A little perspective…

As astonishing as our bodies and minds are, look at this picture taken in 1990 from the Voyager 1 space probe as it was leaving our solar system.  It is a picture of the earth from a distance of 3.7 billion miles (6 billion km).  The image is called ‘The Pale Blue Dot’, and as you will note, without the arrow and inset, it would be almost impossible to see (http://en.wikipedia.org/wiki/Pale_Blue_Dot). 

The late Carl Sagan said,
       “Look…at that dot. That's here. That's home. That's us. On it everyone you love, 
            everyone you know, everyone you ever heard of, every human being 
            who ever was, lived out their lives.

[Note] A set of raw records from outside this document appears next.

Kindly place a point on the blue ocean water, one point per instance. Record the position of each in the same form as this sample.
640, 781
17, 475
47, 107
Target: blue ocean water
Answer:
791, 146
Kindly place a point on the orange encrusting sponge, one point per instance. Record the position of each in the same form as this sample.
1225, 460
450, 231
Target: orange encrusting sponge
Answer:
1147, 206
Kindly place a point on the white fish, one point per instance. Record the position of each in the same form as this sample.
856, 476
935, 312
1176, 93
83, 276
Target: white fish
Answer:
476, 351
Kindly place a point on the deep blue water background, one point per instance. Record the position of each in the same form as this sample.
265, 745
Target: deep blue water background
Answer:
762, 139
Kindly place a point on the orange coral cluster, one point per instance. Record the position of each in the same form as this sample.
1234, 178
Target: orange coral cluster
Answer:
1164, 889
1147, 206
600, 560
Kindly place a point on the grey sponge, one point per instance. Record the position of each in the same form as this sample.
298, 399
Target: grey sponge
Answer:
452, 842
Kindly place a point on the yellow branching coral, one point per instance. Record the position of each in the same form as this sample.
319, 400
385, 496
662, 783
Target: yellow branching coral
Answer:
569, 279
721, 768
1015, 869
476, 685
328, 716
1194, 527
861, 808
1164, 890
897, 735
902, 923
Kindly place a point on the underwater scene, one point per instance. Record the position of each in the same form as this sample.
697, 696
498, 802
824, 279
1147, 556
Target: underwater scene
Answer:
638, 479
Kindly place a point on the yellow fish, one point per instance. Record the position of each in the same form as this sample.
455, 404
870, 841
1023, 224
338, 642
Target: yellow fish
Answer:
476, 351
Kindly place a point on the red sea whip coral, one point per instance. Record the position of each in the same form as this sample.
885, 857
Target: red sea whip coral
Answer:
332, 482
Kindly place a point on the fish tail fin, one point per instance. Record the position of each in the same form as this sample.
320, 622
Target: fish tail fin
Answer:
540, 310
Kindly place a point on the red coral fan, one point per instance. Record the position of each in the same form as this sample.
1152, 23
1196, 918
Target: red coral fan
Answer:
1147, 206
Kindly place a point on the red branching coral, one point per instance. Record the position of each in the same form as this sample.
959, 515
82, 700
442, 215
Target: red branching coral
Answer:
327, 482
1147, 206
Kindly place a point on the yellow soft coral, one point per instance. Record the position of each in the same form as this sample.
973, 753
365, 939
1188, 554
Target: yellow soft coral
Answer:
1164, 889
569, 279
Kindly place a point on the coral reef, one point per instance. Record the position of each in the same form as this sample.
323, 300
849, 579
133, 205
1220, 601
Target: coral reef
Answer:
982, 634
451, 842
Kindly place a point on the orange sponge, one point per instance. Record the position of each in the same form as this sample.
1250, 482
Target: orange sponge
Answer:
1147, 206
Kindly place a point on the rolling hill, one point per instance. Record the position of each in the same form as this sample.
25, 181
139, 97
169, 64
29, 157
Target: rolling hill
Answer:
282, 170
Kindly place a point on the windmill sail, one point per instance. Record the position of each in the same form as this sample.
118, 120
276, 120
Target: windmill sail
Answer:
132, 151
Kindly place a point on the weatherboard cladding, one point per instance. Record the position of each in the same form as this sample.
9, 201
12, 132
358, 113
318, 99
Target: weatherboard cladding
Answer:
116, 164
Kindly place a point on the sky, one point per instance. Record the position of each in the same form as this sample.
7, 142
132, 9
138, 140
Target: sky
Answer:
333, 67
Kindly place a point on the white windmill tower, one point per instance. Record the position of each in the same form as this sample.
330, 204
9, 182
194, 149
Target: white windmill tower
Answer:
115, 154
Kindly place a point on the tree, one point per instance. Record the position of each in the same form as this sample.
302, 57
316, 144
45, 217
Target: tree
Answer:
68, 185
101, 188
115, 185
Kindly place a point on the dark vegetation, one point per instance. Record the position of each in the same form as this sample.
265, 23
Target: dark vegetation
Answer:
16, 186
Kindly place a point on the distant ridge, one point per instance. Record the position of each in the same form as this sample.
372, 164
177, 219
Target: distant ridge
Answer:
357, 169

The aggregate of our joy and suffering, 
            thousands of confident religions, ideologies, and economic doctrines, every 
            hunter and forager, every hero and coward, every creator and destroyer of 
            civilization, every king and peasant, every young couple in love, every 
            mother and father, hopeful child, inventor and explorer, every 
            teacher of morals, every corrupt politician, every "superstar," every 
            "supreme leader," every saint and sinner in the history of our species 
            lived there-on a mote of dust suspended in a sunbeam."

Today, as you go about your daily life, note the things around you – your car and roads upon which you drive…the buildings in your town…the airplanes that fly overhead…the computer you are using…your phone…your house or apartment. 
  

All of it…every single bit of it began as a thought in someone’s mind, which found a way to gather the resources from the earth (directly or indirectly) to then create it…not doubt impressive.

And yet…as incredible and intricately interacting our system of life is…we and the minds we have been given are little more than a tiny spot of moisture, on a infinitesimally small life supporting dot in a universe inconceivably complex.

When I think about this, my brain hurts and I find no words.  Maybe the Psalmest sums it up the best for me:

“When I consider thy heavens, the work of thy fingers,
the moon and the stars, which thou hast ordained;
What is man, that thou art mindful of him?
and the son of man, that thou visitest him?”
- Psalm 8:3,4

How does one then find their place?  Maybe the words of Sri Nisargadatta provide a workable sense of meaning:

“Wisdom says I am nothing
Love says I am everything. 
Between these two, my life flows.”

- ted

1 comment:

  1. A wonderful addition to your blog, my friend. I think I'll send you an e-mail which tries to capture my astonishment at the rapidity and extent of the growth in the mental capability of my 18 month old great niece. From seed and egg to being capable of understanding the concept and meaning of language ... as in recognizing a question as such and knowing she is expected to respond with an answer. Astonishing.